All of the organizations embarked on business-side experiments over the past two or three years, with each introducing different innovations that were tailored to the particulars of their own markets.
At the Deseret News, the paper shifted its focus of coverage from general interest to core areas like faith, family, education, values in the media, financial responsibility and care for the poor, and put a particular emphasis on enterprise reporting. The innovations at the paper were perhaps the most comprehensive of those studied, according to Pew.
"Operating a news organization owned by a religious organization means CEO Clark Gilbert hears concerns that the paper has an underlying agenda," the Pew report said. However, Gilbert told Pew that the paper's mission is not to promote an agenda, but rather to produce quality enterprise journalism on a range of topics that he believes much of the media does not understand.

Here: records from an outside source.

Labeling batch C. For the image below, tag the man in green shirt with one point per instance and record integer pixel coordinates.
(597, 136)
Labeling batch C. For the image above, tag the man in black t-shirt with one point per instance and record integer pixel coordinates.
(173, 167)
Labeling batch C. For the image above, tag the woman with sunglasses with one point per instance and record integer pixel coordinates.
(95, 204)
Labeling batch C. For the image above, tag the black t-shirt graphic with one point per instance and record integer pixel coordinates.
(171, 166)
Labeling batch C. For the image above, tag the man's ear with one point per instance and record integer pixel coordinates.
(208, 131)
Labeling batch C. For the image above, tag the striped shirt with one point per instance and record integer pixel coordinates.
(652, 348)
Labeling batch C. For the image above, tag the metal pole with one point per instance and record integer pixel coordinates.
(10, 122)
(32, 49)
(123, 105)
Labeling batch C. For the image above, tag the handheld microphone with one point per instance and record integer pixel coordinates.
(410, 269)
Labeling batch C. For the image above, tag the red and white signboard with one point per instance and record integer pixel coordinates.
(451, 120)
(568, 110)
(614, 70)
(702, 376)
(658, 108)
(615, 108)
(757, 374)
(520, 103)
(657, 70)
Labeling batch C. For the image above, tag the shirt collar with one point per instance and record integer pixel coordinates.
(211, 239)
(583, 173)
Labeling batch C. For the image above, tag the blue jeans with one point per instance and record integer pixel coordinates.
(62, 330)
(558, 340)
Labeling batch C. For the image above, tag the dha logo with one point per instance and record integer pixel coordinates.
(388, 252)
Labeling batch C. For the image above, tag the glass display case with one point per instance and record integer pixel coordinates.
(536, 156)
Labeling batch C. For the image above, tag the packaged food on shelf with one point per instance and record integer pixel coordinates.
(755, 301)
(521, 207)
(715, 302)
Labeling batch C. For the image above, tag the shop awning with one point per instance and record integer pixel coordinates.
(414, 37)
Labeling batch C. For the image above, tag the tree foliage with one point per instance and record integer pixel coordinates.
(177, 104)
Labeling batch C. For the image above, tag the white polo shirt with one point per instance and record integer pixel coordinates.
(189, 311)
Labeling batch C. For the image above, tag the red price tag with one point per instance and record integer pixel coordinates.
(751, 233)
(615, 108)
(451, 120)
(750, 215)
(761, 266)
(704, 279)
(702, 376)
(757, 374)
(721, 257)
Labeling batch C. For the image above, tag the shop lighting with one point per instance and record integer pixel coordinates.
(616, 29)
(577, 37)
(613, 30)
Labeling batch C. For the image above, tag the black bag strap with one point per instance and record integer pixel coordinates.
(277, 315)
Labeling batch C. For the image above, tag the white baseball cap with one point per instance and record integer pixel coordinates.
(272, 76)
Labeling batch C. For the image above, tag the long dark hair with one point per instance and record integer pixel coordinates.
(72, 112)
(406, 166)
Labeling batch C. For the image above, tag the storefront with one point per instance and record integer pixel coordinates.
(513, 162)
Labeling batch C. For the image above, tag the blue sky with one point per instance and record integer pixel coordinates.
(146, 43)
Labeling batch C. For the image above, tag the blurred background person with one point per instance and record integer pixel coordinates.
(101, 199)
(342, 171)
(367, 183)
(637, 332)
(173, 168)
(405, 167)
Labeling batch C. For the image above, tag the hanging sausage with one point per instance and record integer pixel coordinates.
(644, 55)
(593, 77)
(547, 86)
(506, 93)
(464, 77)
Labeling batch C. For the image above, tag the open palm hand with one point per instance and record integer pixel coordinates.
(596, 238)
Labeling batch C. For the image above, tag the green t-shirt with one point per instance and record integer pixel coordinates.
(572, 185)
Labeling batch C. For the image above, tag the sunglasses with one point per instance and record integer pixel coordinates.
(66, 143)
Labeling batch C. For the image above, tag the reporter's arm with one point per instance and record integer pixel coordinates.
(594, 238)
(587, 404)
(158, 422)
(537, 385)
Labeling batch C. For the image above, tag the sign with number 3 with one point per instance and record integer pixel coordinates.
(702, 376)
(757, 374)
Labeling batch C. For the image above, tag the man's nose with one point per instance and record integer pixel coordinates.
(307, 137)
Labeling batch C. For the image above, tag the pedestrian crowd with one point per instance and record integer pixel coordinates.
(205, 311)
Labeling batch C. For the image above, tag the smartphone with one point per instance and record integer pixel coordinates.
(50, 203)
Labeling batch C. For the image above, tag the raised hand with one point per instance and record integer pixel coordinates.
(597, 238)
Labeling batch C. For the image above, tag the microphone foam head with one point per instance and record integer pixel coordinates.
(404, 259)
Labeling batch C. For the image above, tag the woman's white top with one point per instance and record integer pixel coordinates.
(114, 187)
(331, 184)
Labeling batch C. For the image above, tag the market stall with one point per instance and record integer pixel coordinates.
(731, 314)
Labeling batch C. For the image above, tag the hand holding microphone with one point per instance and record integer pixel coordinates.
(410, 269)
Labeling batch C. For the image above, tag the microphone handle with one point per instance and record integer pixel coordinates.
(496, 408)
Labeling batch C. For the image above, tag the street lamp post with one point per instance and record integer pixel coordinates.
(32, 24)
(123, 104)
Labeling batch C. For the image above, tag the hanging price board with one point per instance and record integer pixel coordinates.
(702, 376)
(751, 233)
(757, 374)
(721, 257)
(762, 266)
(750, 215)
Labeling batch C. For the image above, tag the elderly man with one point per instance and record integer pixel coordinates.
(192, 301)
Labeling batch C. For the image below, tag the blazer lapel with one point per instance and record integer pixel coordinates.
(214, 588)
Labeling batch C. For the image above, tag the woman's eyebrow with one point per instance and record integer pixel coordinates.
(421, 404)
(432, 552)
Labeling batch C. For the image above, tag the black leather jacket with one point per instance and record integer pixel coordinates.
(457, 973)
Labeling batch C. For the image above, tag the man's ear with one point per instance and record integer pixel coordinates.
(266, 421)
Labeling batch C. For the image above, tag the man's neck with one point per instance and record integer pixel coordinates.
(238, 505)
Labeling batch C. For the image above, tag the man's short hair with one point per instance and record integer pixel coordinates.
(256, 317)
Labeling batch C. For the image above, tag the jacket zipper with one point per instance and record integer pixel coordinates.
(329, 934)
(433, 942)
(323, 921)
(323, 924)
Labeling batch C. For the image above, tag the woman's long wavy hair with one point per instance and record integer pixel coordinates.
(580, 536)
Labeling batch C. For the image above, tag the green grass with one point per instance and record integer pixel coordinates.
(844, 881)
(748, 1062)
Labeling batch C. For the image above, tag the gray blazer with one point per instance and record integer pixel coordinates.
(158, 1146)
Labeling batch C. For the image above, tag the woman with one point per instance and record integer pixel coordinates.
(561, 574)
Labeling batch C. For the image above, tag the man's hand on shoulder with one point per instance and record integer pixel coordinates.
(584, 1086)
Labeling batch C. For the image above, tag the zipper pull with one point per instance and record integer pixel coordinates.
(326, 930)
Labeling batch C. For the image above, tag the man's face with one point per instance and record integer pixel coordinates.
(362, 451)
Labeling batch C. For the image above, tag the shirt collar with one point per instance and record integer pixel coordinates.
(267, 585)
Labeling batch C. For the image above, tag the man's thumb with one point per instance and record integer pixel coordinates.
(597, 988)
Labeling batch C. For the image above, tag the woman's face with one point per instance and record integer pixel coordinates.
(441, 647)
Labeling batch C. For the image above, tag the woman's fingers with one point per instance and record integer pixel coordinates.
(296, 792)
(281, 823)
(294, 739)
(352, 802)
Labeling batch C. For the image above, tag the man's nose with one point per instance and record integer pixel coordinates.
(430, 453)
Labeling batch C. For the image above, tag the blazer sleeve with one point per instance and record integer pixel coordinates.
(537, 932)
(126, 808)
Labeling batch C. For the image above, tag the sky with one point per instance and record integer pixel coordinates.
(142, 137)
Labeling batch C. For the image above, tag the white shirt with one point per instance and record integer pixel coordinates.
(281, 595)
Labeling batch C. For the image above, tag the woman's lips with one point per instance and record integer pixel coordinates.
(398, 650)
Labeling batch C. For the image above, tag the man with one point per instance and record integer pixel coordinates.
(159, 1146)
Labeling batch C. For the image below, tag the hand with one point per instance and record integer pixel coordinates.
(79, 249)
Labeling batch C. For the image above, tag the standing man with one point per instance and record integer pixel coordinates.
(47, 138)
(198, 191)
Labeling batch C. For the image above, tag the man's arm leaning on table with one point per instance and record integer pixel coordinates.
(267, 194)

The journalism has "to be rigorous," Gilbert said. "It can't be denominational. But it's asking questions that people of faith and people who are family oriented would ask."
As part of the changes at the Deseret News, Gilbert engineered a major reorganization of the Deseret media properties and focused on "building a digital company, creating a new-and more narrowly focused-editorial identity for the newspaper and unveiling a weekly national print edition," Pew said.
The results, according to Pew's report, show that "digital revenue has been growing at over 40 percent a year since 2010 while daily and Sunday circulation jumped about 33 percent and 90 percent respectively from September 2011 to September 2012."